Contrary to our stated hypothesis, we found that pre-transplant underweight status was significantly protective for 1-year graft failure, overall graft failure in the 13–17-year age group, and acute rejection in the 2–5-year age group. Although the reasons why pre-transplant underweight status would be protective in the pediatric population are not readily apparent, a possible explanation could be related to the differences in bioavailability of immunosuppressant drugs by weight. It may be easier to target trough levels in underweight individuals thus leading to better outcomes; however, this may not explain it in entirety as these patients may no longer be underweight in the post-transplant period due to weight gain [27]. Furthermore, the reasons why certain age groups of underweight status would be protective over other age groups are not clear, but compliance may be better in the younger age group. Adult studies have shown that underweight patients, in general, suffer from worse transplant outcomes including lower graft survival, increased mortality, prolonged hospitalization, and increased delayed graft function [9, 11, 15, 29]. Chang et al. found adult underweight patients to be more than two times at hazard for death (HR 2.13 95% CI = 1.09–1.54) [9]. Conversely, Meier-Kriesche et al. found lower BMI to be protective for delayed graft function [15]. Gore et al. supplemented their data by adjusting for obesity-related covariates, which showed that underweight was associated with lower incidence of DGF as well [11]. Underweight status in adults may confer different health outcomes compared to children as underweight may be a surrogate for frailty in the adult population.

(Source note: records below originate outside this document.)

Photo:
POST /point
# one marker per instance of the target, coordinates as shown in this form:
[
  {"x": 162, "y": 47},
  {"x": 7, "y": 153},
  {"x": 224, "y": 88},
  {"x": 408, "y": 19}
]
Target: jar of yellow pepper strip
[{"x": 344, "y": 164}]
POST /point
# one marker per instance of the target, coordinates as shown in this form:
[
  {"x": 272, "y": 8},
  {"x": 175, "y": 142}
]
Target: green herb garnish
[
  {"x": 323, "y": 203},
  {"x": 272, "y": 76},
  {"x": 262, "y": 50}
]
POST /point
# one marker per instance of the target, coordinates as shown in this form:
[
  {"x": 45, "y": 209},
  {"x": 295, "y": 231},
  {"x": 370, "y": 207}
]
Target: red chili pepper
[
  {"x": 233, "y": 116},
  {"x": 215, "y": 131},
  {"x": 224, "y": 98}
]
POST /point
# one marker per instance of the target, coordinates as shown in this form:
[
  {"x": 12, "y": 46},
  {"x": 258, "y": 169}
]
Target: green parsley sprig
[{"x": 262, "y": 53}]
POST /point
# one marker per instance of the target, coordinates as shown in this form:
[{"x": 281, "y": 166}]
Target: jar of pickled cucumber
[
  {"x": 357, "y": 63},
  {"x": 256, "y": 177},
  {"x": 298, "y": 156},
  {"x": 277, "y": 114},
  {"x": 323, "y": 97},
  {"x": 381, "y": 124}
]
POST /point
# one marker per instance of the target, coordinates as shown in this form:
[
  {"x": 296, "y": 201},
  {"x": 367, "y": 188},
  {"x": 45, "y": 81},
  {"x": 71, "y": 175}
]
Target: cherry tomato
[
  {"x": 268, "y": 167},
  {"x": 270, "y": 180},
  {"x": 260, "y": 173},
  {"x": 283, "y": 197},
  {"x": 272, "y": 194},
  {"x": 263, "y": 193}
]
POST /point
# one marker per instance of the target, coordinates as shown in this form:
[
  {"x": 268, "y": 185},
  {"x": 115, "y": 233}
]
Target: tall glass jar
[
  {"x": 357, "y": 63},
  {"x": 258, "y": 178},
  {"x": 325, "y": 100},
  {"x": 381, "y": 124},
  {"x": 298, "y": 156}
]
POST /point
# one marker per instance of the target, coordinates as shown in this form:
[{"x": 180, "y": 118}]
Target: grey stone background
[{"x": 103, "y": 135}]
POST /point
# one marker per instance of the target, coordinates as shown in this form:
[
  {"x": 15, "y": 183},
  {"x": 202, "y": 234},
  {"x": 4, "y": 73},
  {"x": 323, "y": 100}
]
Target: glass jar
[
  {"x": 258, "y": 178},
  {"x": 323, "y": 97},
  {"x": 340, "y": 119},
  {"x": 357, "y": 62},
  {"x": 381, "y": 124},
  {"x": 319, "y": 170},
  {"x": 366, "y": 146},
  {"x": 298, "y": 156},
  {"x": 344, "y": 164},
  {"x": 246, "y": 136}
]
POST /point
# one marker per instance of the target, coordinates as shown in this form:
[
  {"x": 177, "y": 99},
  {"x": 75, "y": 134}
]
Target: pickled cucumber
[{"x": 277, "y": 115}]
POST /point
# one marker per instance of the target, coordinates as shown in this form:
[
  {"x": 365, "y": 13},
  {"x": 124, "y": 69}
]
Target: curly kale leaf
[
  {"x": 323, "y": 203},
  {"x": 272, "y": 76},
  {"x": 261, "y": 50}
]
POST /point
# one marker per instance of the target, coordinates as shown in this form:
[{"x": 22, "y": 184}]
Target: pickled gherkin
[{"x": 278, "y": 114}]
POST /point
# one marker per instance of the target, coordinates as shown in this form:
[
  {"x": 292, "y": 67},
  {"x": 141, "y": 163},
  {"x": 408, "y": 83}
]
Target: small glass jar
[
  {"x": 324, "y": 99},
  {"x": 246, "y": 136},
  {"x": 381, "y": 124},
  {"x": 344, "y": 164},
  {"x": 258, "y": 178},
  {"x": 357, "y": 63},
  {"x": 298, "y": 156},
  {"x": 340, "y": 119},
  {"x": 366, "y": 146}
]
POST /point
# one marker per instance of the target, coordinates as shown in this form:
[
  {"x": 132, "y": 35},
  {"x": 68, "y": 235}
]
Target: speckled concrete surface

This study contains some important limitations. Over the past 30 years, immunosuppression regimens, infection prevention, and monitoring strategies have changed vastly; therefore, even though adjustments for transplant year were made, generalizing transplant outcomes over this period by pre-transplant weight has its limitations. Given that this was a retrospective study of a large database, variation in covariates throughout the period before and after transplantation could not be accounted for. Residual confounding from unmeasured confounders/modifiers (e.g., hypertension, growth hormone use, or nutritional status) that could account for the underlying differences in transplant outcomes may have been present. Additionally, the OPTN dataset has missing data that may have influenced results. Potentially important variables such as induction and maintenance immunotherapy and PRA were not included in these models. Outcome variables of acute rejection and prolonged hospitalization also had missing data. Another limitation is the inclusion of pre-emptively transplanted recipients. In these recipients, much of their weight could be reflective of hypervolemia and therefore confound results. Potentially, if these recipients had excess fluid removed, they would be in a different weight category. Somewhat similarly, in dialyzed patients, the study was not able to account for the difference between “dry weight” and weight at transplant, which may significantly differ. Lastly, the patient’s health insurance was used as a surrogate marker for socioeconomic status but due to its multifarious manner, this does not fully encompass the patient’s socioeconomic status. Despite these limitations, this study represents the largest series of patients looking at pediatric transplant weight as a risk for many different outcomes.

In conclusion, the results of this study highlight that pre-transplant weight status among pediatric kidney transplant recipients is significantly associated with transplant outcomes. Furthermore, the risk conferred by weight status is modified by age group. Overall, pediatric transplant recipients with BMIs in the obese range are more likely to experience DGF, acute rejection prolonged hospitalization, and are at a higher risk for graft failure and death. Underweight pre-transplant status appears to be protective for certain age groups. Obese and overweight pediatric patients should be counseled to lose weight prior to transplantation; however, the risks of delaying transplant for weight loss (i.e., longer exposure to dialysis) need to be taken into consideration. Eligibility for transplant and defining risk categories based on pre-transplant weight status should be further explored by the transplant community.